Press or Say (Preview)

Press or Say enables flow builders to create a voice flow in which a caller can provide an input through speech or DTMF input using the dial pad on their phone. Whichever input they choose is then streamed directly to the IBM Watson speech recognition service. We’re still fine-tuning and taking feedback for Press or Say, so it has been launched in preview.

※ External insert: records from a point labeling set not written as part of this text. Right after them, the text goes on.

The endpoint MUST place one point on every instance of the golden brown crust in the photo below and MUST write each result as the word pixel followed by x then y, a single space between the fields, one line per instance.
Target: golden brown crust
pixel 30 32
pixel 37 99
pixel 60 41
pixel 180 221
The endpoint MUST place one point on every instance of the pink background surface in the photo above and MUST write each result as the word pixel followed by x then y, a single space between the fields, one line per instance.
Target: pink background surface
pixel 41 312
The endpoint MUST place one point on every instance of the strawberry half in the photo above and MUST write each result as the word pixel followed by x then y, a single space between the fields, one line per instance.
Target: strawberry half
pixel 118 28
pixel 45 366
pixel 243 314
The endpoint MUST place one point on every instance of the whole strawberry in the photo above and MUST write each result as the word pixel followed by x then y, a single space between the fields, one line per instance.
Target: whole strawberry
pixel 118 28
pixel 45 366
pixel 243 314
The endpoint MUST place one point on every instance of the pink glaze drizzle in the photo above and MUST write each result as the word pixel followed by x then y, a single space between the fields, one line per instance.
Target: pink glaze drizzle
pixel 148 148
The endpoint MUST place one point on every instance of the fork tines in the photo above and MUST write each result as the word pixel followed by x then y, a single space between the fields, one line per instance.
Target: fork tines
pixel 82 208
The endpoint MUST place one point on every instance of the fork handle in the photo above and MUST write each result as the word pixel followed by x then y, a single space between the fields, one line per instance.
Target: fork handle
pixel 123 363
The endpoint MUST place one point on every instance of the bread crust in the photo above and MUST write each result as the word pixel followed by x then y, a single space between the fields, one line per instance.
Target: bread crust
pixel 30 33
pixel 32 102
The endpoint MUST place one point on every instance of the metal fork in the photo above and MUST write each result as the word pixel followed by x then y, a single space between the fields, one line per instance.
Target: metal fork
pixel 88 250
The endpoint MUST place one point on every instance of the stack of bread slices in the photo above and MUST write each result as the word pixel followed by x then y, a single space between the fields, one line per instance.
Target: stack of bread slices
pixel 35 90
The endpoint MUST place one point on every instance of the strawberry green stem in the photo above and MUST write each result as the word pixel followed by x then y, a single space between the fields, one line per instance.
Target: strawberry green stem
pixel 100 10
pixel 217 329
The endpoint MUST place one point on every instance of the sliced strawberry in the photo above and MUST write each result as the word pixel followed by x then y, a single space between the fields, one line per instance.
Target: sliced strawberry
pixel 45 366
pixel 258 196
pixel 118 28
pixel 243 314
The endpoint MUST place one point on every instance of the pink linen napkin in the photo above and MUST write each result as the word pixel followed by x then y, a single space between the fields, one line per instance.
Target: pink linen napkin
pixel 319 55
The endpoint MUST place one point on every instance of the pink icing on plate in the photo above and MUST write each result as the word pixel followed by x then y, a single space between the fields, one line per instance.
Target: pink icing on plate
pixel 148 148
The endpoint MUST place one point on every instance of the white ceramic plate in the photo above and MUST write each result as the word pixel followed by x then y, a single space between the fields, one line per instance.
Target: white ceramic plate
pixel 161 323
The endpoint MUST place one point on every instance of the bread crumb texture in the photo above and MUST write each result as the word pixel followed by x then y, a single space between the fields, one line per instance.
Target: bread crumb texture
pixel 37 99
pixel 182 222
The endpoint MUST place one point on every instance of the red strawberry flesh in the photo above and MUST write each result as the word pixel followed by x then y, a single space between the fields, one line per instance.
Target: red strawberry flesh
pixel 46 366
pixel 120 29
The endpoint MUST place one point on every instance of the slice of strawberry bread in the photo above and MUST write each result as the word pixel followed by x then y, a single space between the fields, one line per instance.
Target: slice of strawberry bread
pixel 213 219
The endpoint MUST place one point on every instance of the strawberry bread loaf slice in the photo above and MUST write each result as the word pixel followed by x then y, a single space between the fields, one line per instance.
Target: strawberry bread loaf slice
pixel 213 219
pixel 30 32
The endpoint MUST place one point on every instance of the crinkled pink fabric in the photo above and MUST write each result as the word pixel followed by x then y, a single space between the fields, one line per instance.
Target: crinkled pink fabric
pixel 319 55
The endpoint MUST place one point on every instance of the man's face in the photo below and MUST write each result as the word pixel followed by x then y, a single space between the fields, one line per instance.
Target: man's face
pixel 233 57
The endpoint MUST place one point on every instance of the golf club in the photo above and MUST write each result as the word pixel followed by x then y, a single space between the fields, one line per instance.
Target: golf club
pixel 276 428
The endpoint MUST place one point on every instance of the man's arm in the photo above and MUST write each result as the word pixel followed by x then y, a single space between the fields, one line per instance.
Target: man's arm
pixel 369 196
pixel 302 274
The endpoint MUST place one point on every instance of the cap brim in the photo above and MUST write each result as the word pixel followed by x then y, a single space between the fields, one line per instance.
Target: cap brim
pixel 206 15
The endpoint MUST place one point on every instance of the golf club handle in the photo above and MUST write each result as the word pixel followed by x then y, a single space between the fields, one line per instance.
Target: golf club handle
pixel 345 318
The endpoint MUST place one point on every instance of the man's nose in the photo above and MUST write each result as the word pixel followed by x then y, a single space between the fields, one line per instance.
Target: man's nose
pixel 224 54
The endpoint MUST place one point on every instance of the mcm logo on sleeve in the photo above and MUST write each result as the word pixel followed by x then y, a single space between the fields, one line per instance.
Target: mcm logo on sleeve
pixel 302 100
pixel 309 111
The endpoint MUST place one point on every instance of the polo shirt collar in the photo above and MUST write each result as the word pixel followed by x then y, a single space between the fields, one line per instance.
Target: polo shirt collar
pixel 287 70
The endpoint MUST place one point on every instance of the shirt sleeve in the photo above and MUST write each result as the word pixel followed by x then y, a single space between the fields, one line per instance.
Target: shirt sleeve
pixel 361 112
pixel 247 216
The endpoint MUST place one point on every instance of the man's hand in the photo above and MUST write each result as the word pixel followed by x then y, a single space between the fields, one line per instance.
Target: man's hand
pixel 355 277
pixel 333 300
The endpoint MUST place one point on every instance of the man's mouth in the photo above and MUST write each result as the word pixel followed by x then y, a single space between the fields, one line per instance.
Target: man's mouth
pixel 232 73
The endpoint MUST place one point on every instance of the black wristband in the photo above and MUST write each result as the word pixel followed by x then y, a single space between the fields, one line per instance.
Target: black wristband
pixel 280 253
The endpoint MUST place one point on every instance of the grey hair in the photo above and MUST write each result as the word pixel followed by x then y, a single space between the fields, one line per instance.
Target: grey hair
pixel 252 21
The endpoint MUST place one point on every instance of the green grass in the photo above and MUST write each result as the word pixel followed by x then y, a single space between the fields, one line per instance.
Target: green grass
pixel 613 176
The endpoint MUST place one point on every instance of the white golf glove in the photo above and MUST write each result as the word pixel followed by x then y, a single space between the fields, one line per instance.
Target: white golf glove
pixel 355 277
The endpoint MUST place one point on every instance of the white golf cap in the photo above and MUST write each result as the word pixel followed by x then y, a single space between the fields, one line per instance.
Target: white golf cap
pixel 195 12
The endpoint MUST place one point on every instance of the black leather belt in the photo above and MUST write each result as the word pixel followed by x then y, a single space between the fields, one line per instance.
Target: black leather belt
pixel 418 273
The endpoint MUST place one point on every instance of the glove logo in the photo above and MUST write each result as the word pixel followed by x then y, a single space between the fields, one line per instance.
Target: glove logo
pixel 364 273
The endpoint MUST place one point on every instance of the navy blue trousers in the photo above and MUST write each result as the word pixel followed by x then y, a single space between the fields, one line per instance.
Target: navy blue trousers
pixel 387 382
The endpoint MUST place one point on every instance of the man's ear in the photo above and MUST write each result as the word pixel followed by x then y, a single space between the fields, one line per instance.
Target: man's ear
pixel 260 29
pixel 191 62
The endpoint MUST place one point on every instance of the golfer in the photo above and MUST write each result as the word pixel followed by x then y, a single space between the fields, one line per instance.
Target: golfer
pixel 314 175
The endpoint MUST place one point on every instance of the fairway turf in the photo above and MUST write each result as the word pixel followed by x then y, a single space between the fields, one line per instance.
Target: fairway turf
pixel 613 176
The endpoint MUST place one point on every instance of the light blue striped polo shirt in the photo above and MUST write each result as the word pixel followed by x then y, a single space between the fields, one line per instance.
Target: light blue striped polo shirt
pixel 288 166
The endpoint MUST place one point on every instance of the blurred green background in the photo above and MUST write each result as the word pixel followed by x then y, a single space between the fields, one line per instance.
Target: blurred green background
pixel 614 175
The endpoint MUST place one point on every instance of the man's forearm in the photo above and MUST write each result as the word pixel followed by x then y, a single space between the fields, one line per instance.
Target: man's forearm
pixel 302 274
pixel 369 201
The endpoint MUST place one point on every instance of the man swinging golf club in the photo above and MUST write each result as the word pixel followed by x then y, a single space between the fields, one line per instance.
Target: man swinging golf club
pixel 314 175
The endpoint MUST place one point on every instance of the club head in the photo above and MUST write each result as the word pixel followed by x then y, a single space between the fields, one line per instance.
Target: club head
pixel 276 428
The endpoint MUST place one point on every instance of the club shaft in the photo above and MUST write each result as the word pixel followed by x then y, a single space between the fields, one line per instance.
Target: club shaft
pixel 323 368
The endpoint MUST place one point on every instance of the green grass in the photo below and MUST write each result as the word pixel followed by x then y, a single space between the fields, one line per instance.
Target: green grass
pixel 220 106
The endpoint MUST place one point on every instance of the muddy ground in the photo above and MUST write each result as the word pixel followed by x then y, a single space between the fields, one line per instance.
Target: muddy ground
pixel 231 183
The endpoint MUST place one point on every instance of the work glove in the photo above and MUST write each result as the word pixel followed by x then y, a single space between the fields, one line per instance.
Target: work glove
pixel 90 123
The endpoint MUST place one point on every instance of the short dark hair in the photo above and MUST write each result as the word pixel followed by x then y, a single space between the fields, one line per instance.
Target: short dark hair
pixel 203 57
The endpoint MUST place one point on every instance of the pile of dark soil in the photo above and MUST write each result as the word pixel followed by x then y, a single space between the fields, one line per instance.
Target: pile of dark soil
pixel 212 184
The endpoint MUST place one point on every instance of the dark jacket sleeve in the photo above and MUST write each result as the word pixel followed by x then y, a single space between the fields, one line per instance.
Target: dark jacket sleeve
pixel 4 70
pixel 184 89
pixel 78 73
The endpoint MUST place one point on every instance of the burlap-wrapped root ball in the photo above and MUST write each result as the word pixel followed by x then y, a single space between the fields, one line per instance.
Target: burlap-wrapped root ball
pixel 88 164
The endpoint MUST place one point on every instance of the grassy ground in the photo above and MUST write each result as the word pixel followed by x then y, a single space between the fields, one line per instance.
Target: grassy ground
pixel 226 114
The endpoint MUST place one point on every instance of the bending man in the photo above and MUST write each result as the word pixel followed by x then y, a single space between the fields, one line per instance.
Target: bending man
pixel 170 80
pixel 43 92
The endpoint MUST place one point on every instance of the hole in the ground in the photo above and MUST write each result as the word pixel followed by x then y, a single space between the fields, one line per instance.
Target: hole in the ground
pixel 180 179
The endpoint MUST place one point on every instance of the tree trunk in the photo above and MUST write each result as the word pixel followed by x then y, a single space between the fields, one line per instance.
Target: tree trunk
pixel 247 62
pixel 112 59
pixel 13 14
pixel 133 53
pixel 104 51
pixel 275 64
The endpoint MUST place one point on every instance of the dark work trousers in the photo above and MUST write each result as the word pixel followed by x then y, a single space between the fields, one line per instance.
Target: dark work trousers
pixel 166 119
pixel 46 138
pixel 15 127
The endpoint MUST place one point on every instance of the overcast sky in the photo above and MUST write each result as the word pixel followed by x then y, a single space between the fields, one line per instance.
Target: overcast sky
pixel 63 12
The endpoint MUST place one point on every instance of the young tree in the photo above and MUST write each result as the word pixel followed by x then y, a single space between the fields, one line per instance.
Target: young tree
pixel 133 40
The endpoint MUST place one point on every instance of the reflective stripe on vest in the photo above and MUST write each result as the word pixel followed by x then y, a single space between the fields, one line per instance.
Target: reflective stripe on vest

  • Lower latency: This action streams directly to speech recognition services, such as IBM Watson Assistant, for much faster speech recognition in the voice flow. This is an improvement from previous solutions, which involved chaining multiple actions together and relied on API calls to the speech recognition service.
  • Convert spoken numbers to digits: The backend improvements also allow for spoken numbers to be translated to digits (i.e. Spoken “Two four seven three” becomes “2473”).
  • Interrupt: Because this action streams to the speech recognition service directly, it is built to respond quickly to speech, which means that if the user wishes to interrupt while the audio prompt is playing, they can do so.


This action looks like Collect DTMF in most ways and allows for the same configuration of the following items:

Input Name Description
Termination Key The key a caller can press on their dial pad to signify that they've completed their input.
Timeout (Seconds) Specify the number of seconds the caller has to enter their input before the flow moves on.
Store Data in Atmosphere Insights Data Records

When checked, DTMF inputs will be stored for analytics purposes in Atmosphere® Insights.

Note: Due to the potential for sensitive or private data to be shared, we do not store any DTMF inputs without this box being checked.

Allow Interrupt Enable callers to interrupt audio prompts at any time.
Language Select the appropriate language for input.
Input Type Select the appropriate variety of input.


Press or Say creates a variable that contains the caller’s input (either DTMF digits or transcription of their speech). A Switch action can be used to route the flow based on the contents of the variable.